Kami tiba di puncak Suryajati Tower setengah jam kemudian. Begitu aku, Pak Alfred, dan Elka turun dari pesawat, aku melihat seorang lelaki berkacamata hitam dan mengenakan pakaian serba putih di tepi helipad yang dialih-gunakan menjadi landasan pesawat jet. Aku yakin dia adalah agen Penumbra yang akan membawa pulang pesawat ini ke markas.

"Baiklah, kita berpisah di sini," ujar Pak Alfred ketika kami tiba di lobby Suryajati Tower. "Semoga berhasil dengan tugas kalian."

"Makasih, Pak," ucapku.

Elka mengatakan hal yang sama. Pak Alfred menyalami kami, lalu keluar dari gedung. Aku menatap Elka, merasa bagaikan anak ayam yang kehilangan induknya. Namun tidak dengan perempuan itu.

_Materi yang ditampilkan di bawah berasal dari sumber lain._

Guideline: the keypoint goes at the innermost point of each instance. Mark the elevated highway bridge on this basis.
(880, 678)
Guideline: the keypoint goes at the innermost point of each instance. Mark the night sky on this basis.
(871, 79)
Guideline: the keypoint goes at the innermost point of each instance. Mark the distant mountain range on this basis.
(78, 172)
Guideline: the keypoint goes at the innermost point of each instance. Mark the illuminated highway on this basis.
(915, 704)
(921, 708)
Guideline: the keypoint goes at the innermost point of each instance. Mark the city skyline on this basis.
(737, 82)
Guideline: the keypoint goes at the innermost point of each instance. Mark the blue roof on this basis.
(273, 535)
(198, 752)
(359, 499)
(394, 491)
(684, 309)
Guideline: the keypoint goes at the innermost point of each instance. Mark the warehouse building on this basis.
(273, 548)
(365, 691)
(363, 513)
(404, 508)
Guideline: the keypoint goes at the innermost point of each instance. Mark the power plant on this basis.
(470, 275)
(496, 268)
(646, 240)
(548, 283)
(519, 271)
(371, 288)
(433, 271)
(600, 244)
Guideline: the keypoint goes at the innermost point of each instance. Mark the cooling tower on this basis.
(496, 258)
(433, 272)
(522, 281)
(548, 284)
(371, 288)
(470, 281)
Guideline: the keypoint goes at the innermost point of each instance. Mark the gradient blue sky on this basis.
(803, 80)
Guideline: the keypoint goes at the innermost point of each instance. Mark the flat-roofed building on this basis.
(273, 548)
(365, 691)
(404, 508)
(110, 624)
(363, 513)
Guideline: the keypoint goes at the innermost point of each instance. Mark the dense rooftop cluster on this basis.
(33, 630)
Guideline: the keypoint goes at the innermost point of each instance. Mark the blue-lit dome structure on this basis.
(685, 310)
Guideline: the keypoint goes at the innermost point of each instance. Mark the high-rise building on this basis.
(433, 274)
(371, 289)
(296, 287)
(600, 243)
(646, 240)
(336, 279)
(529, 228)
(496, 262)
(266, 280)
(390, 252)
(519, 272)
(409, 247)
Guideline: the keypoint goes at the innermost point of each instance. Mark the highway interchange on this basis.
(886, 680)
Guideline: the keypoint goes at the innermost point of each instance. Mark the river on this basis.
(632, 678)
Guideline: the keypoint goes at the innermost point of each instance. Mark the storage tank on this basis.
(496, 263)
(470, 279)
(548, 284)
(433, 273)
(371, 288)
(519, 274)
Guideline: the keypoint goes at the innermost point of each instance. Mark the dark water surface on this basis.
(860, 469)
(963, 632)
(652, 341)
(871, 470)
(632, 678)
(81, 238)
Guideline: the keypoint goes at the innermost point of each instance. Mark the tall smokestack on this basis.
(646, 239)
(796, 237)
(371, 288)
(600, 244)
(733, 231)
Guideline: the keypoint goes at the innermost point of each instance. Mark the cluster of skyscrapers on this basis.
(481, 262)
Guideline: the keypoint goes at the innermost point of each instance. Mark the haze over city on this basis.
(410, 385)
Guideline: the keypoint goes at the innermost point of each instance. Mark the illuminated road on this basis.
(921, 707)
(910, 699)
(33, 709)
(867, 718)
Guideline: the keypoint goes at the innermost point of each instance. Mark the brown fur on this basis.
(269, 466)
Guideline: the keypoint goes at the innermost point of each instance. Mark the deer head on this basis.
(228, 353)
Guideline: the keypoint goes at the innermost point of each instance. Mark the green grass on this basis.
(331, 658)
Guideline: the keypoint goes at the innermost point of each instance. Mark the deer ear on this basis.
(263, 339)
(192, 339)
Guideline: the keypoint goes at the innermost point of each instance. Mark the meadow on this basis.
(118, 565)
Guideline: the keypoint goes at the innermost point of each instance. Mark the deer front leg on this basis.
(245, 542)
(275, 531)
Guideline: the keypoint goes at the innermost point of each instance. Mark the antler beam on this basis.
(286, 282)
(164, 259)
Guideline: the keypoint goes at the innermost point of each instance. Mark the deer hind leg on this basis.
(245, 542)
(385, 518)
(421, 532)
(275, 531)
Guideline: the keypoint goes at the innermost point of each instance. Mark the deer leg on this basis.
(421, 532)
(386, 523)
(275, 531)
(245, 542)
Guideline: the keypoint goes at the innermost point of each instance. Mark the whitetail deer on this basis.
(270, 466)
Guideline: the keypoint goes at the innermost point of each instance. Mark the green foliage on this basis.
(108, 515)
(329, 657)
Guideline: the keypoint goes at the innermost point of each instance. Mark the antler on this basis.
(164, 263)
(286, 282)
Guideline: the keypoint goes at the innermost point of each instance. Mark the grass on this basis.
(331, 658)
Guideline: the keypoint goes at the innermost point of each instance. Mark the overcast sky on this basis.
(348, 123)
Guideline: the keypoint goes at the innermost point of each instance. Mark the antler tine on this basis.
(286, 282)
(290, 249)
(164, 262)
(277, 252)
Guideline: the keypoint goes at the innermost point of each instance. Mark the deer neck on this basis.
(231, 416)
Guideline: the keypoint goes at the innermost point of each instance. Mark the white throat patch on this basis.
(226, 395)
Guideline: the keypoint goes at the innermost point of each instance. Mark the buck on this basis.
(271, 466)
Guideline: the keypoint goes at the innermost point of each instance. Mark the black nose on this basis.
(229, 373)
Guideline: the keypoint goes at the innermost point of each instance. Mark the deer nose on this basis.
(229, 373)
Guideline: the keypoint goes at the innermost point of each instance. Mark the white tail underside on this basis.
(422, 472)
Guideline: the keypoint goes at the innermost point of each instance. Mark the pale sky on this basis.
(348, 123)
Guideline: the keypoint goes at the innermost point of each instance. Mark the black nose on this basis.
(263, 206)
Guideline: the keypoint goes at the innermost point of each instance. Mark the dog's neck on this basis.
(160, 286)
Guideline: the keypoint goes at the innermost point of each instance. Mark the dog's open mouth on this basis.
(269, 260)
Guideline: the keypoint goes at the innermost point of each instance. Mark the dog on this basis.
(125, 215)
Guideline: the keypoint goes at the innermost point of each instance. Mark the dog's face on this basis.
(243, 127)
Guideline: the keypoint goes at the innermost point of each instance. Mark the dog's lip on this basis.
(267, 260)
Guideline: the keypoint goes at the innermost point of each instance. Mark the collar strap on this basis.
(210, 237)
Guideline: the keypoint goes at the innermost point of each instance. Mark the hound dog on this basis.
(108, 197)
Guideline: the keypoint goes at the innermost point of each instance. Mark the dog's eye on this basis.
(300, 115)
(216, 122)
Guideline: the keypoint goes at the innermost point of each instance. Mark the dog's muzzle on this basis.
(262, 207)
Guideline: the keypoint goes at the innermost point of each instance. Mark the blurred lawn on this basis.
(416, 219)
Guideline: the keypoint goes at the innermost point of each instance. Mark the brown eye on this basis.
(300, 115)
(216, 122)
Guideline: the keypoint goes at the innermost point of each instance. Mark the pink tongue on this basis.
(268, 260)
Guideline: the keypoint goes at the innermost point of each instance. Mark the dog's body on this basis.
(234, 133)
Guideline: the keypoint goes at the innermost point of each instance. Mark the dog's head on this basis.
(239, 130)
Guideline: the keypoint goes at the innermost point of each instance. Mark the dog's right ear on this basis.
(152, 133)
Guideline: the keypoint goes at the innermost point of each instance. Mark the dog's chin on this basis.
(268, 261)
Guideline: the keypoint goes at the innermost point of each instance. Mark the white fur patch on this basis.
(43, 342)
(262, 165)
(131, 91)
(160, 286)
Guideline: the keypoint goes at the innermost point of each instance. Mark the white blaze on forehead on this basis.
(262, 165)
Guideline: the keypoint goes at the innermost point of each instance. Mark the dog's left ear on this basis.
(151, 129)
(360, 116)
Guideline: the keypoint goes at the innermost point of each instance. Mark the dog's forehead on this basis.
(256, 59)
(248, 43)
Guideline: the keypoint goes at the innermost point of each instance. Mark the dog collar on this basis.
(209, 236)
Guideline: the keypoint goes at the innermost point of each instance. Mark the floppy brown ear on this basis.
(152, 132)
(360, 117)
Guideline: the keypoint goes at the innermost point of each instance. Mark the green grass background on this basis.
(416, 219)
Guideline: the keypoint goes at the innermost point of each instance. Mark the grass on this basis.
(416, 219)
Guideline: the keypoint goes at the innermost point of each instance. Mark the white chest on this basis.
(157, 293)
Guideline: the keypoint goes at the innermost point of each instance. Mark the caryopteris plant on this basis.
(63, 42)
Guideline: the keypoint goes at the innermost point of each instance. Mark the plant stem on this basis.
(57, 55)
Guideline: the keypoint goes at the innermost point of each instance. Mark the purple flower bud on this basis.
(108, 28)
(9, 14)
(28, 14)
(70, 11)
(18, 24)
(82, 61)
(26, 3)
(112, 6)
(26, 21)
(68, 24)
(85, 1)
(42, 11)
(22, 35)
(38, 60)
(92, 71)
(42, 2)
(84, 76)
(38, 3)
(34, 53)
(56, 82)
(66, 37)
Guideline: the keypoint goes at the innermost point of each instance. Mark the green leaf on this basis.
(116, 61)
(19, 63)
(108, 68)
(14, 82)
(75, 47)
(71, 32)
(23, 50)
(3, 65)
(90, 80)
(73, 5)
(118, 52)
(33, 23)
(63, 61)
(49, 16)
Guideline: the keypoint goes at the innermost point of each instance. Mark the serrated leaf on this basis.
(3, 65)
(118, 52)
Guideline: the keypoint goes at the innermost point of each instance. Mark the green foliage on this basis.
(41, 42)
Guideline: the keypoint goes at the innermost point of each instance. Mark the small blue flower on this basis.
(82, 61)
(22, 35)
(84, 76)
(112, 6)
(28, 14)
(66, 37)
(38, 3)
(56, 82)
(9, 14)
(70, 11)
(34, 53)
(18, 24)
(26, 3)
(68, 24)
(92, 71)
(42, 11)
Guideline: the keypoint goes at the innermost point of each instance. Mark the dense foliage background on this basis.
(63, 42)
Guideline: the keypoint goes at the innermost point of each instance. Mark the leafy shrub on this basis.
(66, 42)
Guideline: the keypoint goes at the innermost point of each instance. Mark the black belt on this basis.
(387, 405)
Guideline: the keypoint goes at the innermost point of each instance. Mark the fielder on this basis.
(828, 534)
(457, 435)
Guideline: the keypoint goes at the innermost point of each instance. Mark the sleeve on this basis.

"Sebaiknya simpan dulu dokumen dari Bu Gisella," ia memberitahuku. "Setelah itu kamu bisa leluasa ke mana-mana?"

"Kamu langsung pulang ke kosan?" tanyaku.

Ia mengangguk. "Ini lagi pesan taksi online."

"Ya udah, aku temani sampai taksinya datang."

"Nggak usah, Nar. Kamu, kan, harus jemput adikmu. Buruan."

Aku mengangkat bahu, lalu bergegas menuju gedung lain di kompleks Suryajati Tower ini. Aku memang tinggal di salah satu gedung apartemen di Suryajati Tower, tentu saja yang tidak terlalu mewah. Tiara memberikan diskon khusus untukku. Awalnya aku enggan menerimanya, namun ia bersikeras bahwa ini adalah bentuk ucapan terima kasih darinya. Mana kutahu ujung-ujungnya ia membeli klub taekwondo di Ragunan dan menunjukku jadi pelatih kepala.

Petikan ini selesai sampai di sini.